Plusieurs objectifs se concurrencent et leur pondération permettrait donc de trancher la question. Or cette pondération dépendra de qui pose cette question, de quelle religion est ce « qui ». Les néo-libéraux et les sociodémocrates verront la chose bien différemment. Il faut aussi se demander si c’est bien le rôle de la municipalité d’offrir ce type de service. Selon la théorie du fédéralisme fiscal, c’est la nature des biens collectifs qui détermine à quel niveau de gouvernement ils sont affectés. Ainsi, les biens collectifs purs caractérisés par des indivisibilités massives devraient être l’affaire de l’État central (Derycke, 1994, p.26). L’objectif d’universalité oblige peut-être à une vision d’ensemble qui dépasse le territoire de la municipalité, surtout si les nouvelles technologies de distribution peuvent se conjuguer au réseau électrique déjà en place.
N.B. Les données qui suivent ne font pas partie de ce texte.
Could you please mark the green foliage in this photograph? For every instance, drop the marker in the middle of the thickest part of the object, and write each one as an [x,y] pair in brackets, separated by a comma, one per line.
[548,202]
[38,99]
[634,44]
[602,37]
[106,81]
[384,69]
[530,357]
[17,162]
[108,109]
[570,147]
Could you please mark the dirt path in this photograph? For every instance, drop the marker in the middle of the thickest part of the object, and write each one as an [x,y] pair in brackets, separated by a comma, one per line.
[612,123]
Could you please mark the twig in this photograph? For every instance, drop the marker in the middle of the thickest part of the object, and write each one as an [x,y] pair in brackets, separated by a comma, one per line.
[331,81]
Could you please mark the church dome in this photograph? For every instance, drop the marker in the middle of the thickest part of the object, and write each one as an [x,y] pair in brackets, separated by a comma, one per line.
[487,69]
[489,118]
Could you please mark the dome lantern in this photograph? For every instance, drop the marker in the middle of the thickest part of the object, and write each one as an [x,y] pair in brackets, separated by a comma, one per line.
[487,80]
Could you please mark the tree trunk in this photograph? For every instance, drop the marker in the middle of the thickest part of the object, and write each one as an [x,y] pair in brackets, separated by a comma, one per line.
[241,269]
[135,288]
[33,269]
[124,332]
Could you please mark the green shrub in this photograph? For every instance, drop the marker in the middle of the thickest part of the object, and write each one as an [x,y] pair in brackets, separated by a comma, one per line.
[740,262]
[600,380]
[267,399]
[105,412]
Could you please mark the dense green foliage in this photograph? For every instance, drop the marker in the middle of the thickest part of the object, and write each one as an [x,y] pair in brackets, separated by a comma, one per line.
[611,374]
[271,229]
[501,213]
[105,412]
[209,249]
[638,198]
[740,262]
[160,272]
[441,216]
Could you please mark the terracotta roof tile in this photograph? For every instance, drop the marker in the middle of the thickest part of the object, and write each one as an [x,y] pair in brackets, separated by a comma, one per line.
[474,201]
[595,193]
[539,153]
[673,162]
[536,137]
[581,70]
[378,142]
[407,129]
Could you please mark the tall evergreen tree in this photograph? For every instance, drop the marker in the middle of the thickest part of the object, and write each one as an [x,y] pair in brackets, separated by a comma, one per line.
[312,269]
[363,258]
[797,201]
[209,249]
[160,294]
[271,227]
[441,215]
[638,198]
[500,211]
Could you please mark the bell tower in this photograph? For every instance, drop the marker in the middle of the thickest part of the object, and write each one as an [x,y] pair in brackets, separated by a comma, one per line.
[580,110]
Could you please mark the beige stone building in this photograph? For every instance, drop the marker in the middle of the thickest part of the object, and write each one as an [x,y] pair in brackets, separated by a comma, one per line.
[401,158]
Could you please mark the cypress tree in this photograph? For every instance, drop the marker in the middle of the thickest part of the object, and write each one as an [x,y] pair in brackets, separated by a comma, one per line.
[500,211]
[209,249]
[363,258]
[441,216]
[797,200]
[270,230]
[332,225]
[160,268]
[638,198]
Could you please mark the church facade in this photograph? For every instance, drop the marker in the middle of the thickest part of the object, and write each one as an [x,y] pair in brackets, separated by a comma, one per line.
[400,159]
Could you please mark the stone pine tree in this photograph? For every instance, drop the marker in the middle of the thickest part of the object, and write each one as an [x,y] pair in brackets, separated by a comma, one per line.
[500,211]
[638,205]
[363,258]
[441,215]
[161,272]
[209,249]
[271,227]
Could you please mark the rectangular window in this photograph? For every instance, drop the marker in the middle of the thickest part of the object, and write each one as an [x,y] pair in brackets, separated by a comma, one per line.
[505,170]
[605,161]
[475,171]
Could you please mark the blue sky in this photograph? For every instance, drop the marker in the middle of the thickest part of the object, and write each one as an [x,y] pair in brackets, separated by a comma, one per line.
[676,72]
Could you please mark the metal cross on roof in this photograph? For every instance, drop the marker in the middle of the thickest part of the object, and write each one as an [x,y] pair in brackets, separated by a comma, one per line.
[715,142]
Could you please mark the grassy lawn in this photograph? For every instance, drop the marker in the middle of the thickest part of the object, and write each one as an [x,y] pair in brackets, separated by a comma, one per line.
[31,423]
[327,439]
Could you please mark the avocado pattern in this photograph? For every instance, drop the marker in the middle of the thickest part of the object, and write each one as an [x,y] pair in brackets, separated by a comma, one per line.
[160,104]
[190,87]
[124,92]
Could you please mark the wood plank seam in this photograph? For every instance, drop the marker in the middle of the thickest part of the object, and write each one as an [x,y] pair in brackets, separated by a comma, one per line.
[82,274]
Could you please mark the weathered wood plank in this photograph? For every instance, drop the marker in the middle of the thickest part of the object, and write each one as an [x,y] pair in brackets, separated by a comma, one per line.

En conclusion, il est important de préciser que peu de données existent sur ce type de projet au Québec. La comparaison avec le modèle états-unien, quoique justifiable, peut poser un certain biais en raison des divergences de contextes juridique et social entre les deux « pays ». Mais dans tous les cas, la question est de déterminer à qui l’on veut confier le contrôle des moyens d’information en appuyant sur certaines dimensions plutôt que d’autres lorsque viendra le temps de prendre une décision.